Meine sehr verehrten Damen und Herren! Leiharbeit wird immer als Schmuddelkind in der Beschäftigungspolitik angesehen - zu Unrecht! In der Vergangenheit war es vielleicht so, im Moment sehe ich das nicht mehr.

Es gab sogar Zeiten, da weigerten sich die etablierten Gewerkschaften in Deutschland, mit Verleihfirmen Tarifverträge abzuschließen, da sie diese als Vorreiter für eine ungesicherte Beschäftigung betrachteten. Dies hat sich inzwischen grundlegend geändert und das Gegenteil ist der Fall. Im Kampf gegen die Massenarbeitslosigkeit müssen flexiblere Arbeitsmodelle gefunden werden. Einen zunehmenden Beitrag leistet dabei die Leiharbeit.

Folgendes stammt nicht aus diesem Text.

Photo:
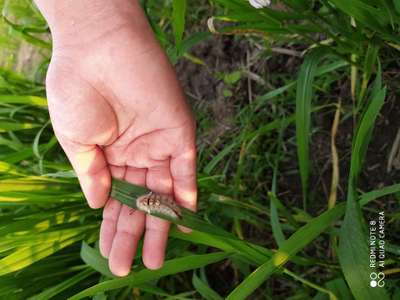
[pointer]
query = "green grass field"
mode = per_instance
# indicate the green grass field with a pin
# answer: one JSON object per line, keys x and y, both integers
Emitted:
{"x": 297, "y": 115}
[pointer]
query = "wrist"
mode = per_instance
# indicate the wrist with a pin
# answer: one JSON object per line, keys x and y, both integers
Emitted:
{"x": 80, "y": 22}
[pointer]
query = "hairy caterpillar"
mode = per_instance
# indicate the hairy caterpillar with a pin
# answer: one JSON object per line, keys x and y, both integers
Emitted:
{"x": 159, "y": 203}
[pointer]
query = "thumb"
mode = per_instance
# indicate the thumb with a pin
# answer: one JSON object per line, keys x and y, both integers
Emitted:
{"x": 92, "y": 170}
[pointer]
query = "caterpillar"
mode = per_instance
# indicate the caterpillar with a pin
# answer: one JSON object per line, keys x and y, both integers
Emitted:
{"x": 159, "y": 203}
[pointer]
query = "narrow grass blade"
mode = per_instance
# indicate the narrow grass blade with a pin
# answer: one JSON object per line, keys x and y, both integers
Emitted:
{"x": 353, "y": 248}
{"x": 178, "y": 20}
{"x": 55, "y": 290}
{"x": 170, "y": 267}
{"x": 93, "y": 258}
{"x": 289, "y": 248}
{"x": 24, "y": 100}
{"x": 304, "y": 97}
{"x": 204, "y": 290}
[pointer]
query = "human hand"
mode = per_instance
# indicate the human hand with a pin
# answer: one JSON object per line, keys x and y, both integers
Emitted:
{"x": 118, "y": 111}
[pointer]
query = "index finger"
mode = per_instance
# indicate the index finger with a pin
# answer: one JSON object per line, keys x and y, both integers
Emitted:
{"x": 183, "y": 172}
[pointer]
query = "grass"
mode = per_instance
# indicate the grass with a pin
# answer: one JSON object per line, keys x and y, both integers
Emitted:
{"x": 267, "y": 227}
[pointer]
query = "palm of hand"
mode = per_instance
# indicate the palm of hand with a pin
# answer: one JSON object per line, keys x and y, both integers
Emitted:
{"x": 113, "y": 119}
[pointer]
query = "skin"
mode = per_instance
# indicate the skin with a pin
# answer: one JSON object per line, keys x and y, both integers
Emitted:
{"x": 118, "y": 111}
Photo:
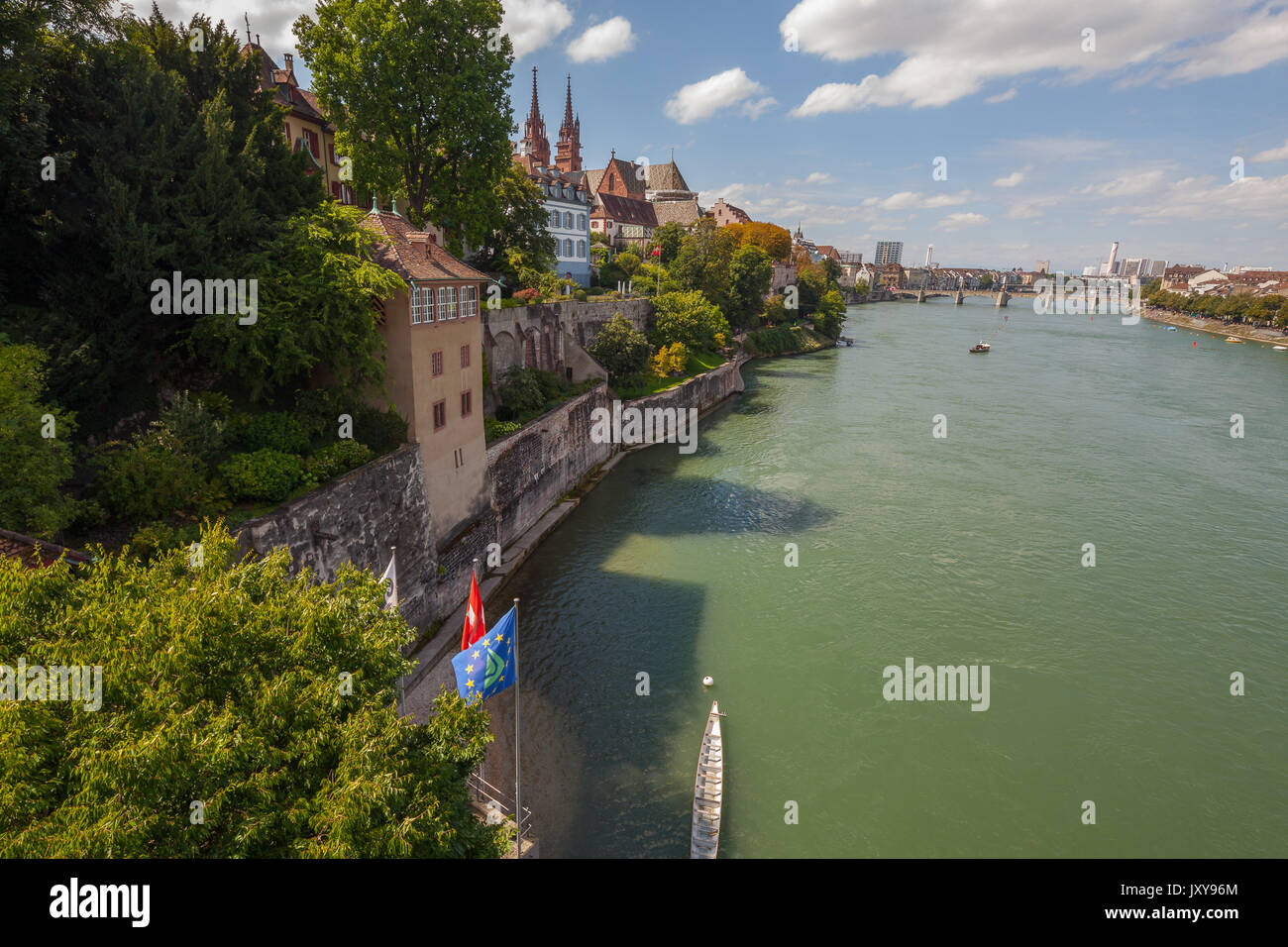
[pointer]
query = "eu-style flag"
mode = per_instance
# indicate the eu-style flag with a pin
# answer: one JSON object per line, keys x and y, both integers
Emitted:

Bei erfolgreicher Vermittlung zeitlich befristeter Tätigkeiten erhöhen sich die Chancen auf eine Festanstellung. Das wurde hier alles schon gesagt. Ich möchte nicht näher darauf eingehen.

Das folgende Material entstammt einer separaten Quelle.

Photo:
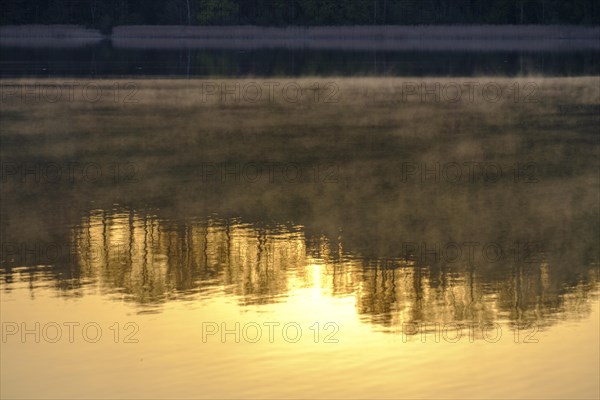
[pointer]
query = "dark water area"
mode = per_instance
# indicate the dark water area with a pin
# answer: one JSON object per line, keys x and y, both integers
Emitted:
{"x": 106, "y": 60}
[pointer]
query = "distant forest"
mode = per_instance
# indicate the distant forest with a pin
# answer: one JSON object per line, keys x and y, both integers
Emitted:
{"x": 104, "y": 14}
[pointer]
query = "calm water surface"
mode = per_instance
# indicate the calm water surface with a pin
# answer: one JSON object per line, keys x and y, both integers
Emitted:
{"x": 373, "y": 247}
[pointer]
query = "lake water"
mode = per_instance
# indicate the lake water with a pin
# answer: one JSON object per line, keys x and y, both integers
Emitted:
{"x": 326, "y": 229}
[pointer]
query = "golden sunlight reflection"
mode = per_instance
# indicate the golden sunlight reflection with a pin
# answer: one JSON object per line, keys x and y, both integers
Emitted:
{"x": 150, "y": 261}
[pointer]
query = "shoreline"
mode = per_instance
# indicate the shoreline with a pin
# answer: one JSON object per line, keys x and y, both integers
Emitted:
{"x": 357, "y": 32}
{"x": 385, "y": 38}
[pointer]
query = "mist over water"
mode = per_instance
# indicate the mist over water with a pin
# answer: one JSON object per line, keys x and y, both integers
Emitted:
{"x": 350, "y": 224}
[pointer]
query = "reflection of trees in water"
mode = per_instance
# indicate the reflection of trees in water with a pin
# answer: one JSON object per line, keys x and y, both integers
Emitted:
{"x": 149, "y": 261}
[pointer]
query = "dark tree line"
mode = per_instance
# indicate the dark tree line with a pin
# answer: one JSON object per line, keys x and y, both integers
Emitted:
{"x": 104, "y": 14}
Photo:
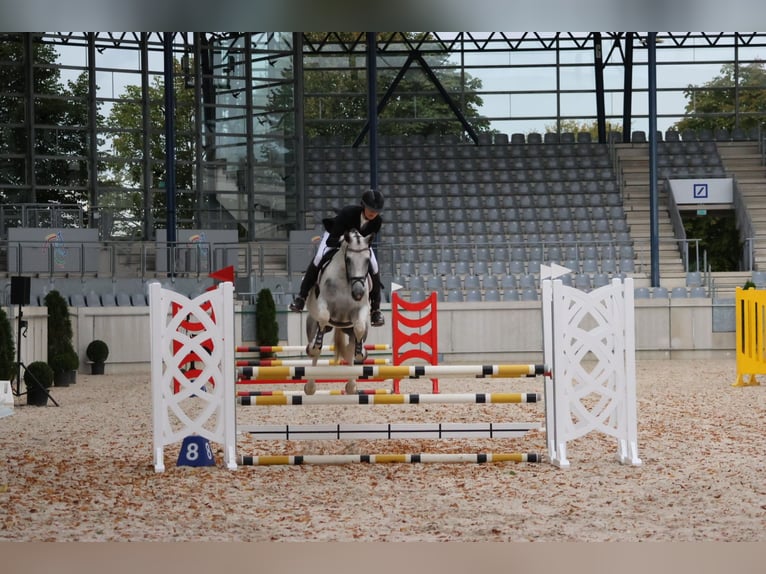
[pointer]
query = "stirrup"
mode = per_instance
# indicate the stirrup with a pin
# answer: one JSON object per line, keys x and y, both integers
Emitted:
{"x": 376, "y": 319}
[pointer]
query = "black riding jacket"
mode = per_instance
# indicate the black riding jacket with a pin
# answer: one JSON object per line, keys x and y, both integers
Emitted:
{"x": 348, "y": 218}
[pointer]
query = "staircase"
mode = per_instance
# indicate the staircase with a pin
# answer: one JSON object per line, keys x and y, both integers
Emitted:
{"x": 633, "y": 170}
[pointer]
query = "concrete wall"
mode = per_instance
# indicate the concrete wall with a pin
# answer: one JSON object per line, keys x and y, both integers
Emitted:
{"x": 468, "y": 332}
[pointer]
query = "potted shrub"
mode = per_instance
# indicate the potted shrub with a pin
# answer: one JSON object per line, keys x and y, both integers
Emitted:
{"x": 38, "y": 377}
{"x": 266, "y": 326}
{"x": 7, "y": 349}
{"x": 64, "y": 366}
{"x": 97, "y": 351}
{"x": 62, "y": 357}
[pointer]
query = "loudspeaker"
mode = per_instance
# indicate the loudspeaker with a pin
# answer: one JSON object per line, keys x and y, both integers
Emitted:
{"x": 20, "y": 287}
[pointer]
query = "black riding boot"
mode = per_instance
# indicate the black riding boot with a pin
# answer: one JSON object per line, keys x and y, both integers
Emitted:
{"x": 309, "y": 278}
{"x": 376, "y": 317}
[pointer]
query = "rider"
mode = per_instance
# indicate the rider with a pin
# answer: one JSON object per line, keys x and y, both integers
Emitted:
{"x": 366, "y": 219}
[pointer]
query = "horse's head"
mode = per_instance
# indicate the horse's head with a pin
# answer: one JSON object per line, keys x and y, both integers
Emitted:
{"x": 356, "y": 254}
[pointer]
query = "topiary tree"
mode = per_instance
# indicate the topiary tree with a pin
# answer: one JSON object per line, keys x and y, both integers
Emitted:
{"x": 266, "y": 326}
{"x": 7, "y": 348}
{"x": 60, "y": 334}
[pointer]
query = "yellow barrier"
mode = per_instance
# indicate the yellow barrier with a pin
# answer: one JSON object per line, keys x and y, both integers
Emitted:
{"x": 751, "y": 333}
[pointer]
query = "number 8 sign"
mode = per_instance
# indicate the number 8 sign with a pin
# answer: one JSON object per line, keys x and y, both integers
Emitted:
{"x": 196, "y": 451}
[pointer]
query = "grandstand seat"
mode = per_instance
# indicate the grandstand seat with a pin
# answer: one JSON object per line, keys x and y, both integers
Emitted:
{"x": 123, "y": 300}
{"x": 528, "y": 281}
{"x": 693, "y": 279}
{"x": 462, "y": 267}
{"x": 627, "y": 265}
{"x": 471, "y": 282}
{"x": 434, "y": 283}
{"x": 92, "y": 300}
{"x": 659, "y": 292}
{"x": 510, "y": 294}
{"x": 679, "y": 293}
{"x": 600, "y": 279}
{"x": 641, "y": 293}
{"x": 443, "y": 267}
{"x": 582, "y": 282}
{"x": 491, "y": 295}
{"x": 417, "y": 295}
{"x": 417, "y": 282}
{"x": 508, "y": 282}
{"x": 108, "y": 300}
{"x": 697, "y": 292}
{"x": 529, "y": 295}
{"x": 77, "y": 300}
{"x": 452, "y": 282}
{"x": 454, "y": 295}
{"x": 489, "y": 282}
{"x": 722, "y": 134}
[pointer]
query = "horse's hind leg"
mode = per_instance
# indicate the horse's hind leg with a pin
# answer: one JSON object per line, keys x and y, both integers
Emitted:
{"x": 345, "y": 350}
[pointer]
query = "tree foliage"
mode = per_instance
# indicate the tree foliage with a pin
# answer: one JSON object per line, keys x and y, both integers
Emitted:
{"x": 712, "y": 105}
{"x": 719, "y": 240}
{"x": 126, "y": 119}
{"x": 61, "y": 116}
{"x": 574, "y": 126}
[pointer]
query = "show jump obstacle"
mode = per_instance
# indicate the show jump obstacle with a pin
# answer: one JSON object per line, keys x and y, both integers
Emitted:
{"x": 589, "y": 382}
{"x": 750, "y": 315}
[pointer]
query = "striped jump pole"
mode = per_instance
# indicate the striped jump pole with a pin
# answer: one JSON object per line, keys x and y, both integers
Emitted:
{"x": 444, "y": 458}
{"x": 318, "y": 392}
{"x": 302, "y": 348}
{"x": 304, "y": 362}
{"x": 389, "y": 431}
{"x": 392, "y": 371}
{"x": 391, "y": 399}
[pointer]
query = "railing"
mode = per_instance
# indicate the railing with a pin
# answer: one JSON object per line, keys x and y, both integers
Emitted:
{"x": 119, "y": 259}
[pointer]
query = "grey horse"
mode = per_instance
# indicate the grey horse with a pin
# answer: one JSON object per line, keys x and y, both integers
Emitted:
{"x": 340, "y": 301}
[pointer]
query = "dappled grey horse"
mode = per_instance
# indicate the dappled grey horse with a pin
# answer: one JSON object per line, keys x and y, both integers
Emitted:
{"x": 340, "y": 301}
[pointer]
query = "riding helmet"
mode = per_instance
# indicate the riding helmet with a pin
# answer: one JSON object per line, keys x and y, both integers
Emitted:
{"x": 373, "y": 200}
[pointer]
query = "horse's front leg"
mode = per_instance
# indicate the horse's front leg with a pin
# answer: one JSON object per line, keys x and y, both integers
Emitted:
{"x": 314, "y": 348}
{"x": 360, "y": 336}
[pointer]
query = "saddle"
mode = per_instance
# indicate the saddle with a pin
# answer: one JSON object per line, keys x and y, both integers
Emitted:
{"x": 323, "y": 263}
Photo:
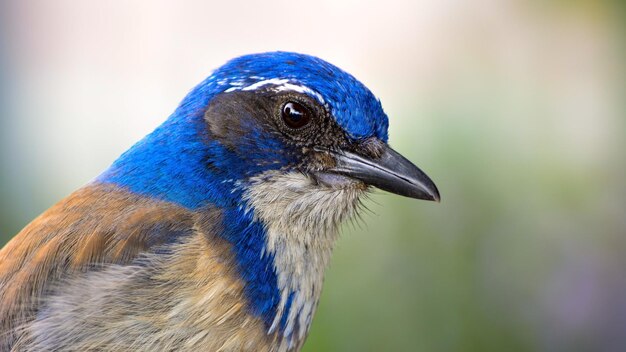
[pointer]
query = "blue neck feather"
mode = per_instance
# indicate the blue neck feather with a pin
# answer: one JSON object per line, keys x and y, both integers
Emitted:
{"x": 180, "y": 163}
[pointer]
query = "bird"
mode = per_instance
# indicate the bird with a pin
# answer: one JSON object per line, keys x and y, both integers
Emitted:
{"x": 214, "y": 231}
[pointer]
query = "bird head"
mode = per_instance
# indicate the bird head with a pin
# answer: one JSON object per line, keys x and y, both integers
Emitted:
{"x": 268, "y": 115}
{"x": 284, "y": 144}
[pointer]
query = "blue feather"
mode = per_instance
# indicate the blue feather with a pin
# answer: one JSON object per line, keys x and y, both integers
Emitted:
{"x": 180, "y": 163}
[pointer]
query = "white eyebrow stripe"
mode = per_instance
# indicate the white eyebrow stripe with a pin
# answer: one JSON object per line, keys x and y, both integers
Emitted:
{"x": 281, "y": 85}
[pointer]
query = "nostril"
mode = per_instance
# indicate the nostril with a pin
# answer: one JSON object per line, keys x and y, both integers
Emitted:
{"x": 371, "y": 147}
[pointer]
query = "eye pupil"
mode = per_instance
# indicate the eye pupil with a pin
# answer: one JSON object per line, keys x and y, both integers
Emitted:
{"x": 295, "y": 115}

Wer befindet sich hauptsächlich in Leiharbeit? - Das Durchschnittsalter der in Zeitarbeitsfirmen Beschäftigten ist relativ niedrig. Mehr als die Hälfte ist unter 30 Jahre alt, weitere 30 % sind zwischen 31 und 40 Jahre alt, knapp 20 % sind bis 60 Jahre alt. Der Frauenanteil liegt bei rund 20 %.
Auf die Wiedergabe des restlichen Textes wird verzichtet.